Lord of the Rings The Two Towers
Elijah Wood, Sean Astin, Ian McKellen, Viggo Mortensen, Orlando Bloom, John Rhys-Davies, Christopher Lee
Directed By :
Peter Jackson

The Two Towers picks up the story right after the events of The Fellowship of the Ring where Frodo (Wood) and Samwise (Astin) continue their trip towards the dark Mordor to try and destroy the ring that Frodo has been entrusted with. At the same time, Aragorn (Mortensen), Legolas (Bloom) and Gimli (Rhys-Davies) chase after a group of Saruman's Uruk-Hai troops who have two of their allies prisoner. From there, each path takes twists and unexpected turns which head the story into it's final chapter (due out in 2003).

It has to be said that Peter Jackson has a beautiful eye for scenery and framing shots to really capture a dramatic and even breathtaking flair. The way the movie is filmed is only dwarfed by the amazing scenery, wonderful set design and execution and some of the finest costuming you'll ever see. On top of that is a wide array of computer generated visual effects that only manages to embellish the world ever further. The effects for the treelike Ents are impressive all their own. I would also be remiss not to note the impressive battle sequence at Helm's Deep, which gives movies like Braveheart a run for their money in sheer intensity and savagery. You'll most likely be drained of energy by the time the film reaches its end.

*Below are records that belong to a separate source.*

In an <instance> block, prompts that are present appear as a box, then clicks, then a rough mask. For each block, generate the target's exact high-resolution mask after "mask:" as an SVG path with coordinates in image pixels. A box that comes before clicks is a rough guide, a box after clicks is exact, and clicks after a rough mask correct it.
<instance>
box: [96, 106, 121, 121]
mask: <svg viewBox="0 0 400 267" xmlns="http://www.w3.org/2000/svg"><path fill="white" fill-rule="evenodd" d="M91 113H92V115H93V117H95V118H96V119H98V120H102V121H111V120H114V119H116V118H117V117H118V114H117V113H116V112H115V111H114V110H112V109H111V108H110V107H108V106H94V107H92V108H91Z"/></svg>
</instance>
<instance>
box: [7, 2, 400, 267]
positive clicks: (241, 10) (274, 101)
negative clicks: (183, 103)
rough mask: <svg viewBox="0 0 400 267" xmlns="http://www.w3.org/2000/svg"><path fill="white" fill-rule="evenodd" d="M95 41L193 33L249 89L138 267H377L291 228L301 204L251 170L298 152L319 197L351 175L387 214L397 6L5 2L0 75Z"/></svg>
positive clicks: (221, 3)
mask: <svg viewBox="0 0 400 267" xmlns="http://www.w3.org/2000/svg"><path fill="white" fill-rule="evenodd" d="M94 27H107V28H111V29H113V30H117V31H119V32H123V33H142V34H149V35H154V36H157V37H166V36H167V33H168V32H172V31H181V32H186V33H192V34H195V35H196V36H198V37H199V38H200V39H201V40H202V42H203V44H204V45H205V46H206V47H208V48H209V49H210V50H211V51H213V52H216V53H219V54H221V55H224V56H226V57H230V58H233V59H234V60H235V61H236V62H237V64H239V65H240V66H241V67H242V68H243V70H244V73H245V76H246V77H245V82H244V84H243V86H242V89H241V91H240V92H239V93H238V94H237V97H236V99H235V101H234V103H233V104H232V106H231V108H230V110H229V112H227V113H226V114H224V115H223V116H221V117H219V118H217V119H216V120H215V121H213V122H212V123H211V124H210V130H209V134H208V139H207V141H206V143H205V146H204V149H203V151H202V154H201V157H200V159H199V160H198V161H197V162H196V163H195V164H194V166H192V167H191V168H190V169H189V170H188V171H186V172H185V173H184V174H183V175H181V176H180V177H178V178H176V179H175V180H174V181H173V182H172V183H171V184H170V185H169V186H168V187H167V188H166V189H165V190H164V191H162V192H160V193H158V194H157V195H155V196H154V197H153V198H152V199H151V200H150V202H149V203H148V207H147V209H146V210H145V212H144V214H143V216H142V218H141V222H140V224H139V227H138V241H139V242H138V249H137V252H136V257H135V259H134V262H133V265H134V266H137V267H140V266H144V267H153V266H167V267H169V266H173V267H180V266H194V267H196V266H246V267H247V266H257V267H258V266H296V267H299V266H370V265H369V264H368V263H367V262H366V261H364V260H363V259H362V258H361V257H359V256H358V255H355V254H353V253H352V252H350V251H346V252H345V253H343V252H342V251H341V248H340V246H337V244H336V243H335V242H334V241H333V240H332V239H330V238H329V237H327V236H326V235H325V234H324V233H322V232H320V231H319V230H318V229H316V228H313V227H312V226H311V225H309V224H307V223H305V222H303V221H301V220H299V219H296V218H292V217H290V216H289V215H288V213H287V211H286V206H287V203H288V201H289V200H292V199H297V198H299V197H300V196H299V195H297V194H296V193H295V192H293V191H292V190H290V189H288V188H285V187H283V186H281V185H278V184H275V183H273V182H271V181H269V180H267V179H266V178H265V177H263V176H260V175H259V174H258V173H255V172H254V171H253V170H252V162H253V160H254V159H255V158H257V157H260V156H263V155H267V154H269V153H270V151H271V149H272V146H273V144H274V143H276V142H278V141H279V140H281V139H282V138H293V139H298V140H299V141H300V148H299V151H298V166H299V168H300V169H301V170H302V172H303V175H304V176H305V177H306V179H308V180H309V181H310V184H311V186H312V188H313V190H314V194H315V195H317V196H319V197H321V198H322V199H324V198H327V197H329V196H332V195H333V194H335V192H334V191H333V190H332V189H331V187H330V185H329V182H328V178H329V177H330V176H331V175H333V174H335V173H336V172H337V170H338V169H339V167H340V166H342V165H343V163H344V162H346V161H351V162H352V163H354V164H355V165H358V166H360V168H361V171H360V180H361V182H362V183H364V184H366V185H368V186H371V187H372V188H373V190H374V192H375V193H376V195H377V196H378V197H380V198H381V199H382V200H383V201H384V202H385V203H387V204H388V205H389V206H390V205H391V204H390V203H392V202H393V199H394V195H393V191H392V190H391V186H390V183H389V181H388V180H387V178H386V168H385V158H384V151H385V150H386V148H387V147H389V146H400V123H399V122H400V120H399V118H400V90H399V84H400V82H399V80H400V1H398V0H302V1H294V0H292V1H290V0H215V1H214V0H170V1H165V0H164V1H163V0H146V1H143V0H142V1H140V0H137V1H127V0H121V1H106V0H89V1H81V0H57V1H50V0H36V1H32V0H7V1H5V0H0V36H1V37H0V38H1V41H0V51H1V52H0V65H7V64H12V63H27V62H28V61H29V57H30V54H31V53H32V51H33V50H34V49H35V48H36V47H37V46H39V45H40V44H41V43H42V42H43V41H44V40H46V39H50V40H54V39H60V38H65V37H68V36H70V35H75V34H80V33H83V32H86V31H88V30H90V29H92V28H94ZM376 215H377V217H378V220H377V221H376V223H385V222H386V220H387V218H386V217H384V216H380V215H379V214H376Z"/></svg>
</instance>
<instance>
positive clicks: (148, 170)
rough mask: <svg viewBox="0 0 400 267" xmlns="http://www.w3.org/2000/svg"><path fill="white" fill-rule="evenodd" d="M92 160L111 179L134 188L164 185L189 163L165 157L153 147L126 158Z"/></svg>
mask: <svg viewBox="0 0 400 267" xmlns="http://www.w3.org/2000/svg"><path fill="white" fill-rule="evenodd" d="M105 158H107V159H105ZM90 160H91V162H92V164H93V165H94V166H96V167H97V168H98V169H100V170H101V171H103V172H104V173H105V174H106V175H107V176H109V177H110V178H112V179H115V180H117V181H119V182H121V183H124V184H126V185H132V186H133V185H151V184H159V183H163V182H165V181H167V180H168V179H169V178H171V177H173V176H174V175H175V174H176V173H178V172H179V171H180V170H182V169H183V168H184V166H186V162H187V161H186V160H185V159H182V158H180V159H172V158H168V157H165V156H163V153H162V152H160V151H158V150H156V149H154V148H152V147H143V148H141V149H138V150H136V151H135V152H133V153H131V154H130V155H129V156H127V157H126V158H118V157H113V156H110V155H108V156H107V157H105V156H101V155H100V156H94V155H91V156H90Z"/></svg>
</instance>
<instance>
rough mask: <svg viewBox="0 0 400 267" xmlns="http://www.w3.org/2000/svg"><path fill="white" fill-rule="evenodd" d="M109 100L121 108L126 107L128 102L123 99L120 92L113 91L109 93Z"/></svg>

The one thing that The Two Towers manages to bring this time around is an unbelievable amount of heart. The camaraderie is finely crafted and viewers gain an insight as to how the characters manage to grow together. The balance of characters is none more evident than between Frodo and Samwise. Frodo's struggle with the enchanted ring which begins to wear at his mind and body is balanced with Samwise's role as a moral compass and a conscious that continues to keep Frodo on the straight path. I also couldn't help but appreciate the few moments of humor that were injected into the story, which worked well to break up the serious and dark tone that most of the film held.

Probably the most impressive aspect is the digitally rendered character Gollum, who is as realistic and deep as any of the actors in the film. In fact, in a film full of fine performances, Gollum stands out. Unlike previous digital actors, Gollum is a deep, rich character, beset with his own conflicts. Within him is a struggle to kill Frodo and take the ring and the desire to have someone to call friend. He's animated finely and move with such a convincing manner that at times, viewers may be fooled that he is real.

The only two things that viewers might hold against the film are inherent in what it is - a sequel based on a very popular book trilogy. Because of that, those who haven't read the books or seen the first movie might have trouble getting up to speed. And, fans of the books may nitpick certain aspects that may not hold verbatim of the written story. But, let's be honest - any author could only hope to have such a wonderful visualization of their text as Jackson has done with The Two Towers.

The Two Towers manages to one-up the first film in such a manner that few sequels can ever compare. There is so much character and action packed into the three hours of film that only the most jaded of people will not feel like they received more than their money's worth.